И вот, впотьмах, возникает шум, ни с чем не спутаешь, то вода бежит, вода толкается в трубах, какие не продули еще, вода протискивается по узким трубам, вода в стремнине, вода с пузырьками, вода-газировка. Вода, слетевшая с прокладок от мокроты.
В тьме потемочной Джек слышит все это. Джек-то, он слыхал и грохот металла, и грохот воды, и как они вместе грохочут в тьме потемочной.
Поутру, когда тьма потемок делается не такой темной, а потемки делаются обычным мраком, Джек-то, он просыпается, встает со своей лежанки из сбитой пыли и глядит на то, что видит.
Джек-то, он видит, что уже не тьма потемочная, как ночью, но видит, что и не обычный мрак. Штуковина проросла ночью с грохотом металла и с грохотом воды, и такая она здоровенная, что отбрасывает тень на всякую тень.

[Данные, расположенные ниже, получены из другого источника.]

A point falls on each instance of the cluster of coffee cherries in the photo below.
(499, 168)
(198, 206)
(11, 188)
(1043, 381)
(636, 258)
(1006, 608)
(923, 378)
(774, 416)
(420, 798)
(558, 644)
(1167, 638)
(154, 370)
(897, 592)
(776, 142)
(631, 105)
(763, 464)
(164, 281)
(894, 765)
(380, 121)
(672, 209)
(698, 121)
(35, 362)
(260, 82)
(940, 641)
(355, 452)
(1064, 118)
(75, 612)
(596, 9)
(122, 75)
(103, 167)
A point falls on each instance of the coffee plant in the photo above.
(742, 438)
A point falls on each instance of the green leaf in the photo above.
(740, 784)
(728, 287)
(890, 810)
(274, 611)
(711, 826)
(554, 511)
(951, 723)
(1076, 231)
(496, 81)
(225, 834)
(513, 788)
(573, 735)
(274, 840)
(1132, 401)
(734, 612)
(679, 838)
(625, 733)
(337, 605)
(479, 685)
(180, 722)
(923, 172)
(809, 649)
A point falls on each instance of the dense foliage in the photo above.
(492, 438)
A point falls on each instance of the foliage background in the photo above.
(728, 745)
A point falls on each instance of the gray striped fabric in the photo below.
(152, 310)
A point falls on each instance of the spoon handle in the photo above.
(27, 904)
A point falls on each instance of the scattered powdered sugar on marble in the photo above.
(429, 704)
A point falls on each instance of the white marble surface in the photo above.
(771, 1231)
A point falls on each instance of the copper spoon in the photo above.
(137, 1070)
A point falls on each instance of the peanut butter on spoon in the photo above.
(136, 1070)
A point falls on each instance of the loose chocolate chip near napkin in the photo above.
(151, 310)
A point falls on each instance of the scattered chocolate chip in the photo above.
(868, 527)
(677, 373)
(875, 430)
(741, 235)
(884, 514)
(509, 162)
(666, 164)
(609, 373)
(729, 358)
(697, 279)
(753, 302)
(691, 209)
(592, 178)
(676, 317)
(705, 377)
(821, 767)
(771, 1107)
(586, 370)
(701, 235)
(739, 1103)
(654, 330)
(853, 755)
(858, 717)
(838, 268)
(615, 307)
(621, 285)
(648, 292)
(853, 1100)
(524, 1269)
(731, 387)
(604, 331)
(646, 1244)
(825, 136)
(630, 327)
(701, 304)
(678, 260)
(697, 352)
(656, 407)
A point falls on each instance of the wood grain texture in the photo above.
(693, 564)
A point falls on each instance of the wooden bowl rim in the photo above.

Джек-то, он видит, из молотой земли торчат вокруг ветром объеденных деревях ободранного дома Джека и Джековой мамани, торчат здоровенные опоры, сделанные из металла.
Джек-то, он видит лес этих здоровенных опорищ, и что все они отделаны клепками, и все обмотаны тросами да вантами, что растут из молотой земли.
Здоровенные опорища-то, они все заклепаны и тросами да вантами обмотаны, а еще на здоровенных опорищах есть перекладины.
Перекладины-то, они приварены к здоровенным опорищам вприкладку.
Джек-то, он голову подымает и смотрит вглубь мрака пыльной тучи. Джек-то, он смотрит в самую глубь пыльной тучи.
Джек-то, он хвать да и берется за приваренные вприкладку те перекладины.
Джек-то, он и давай лезть по опорам да тросам.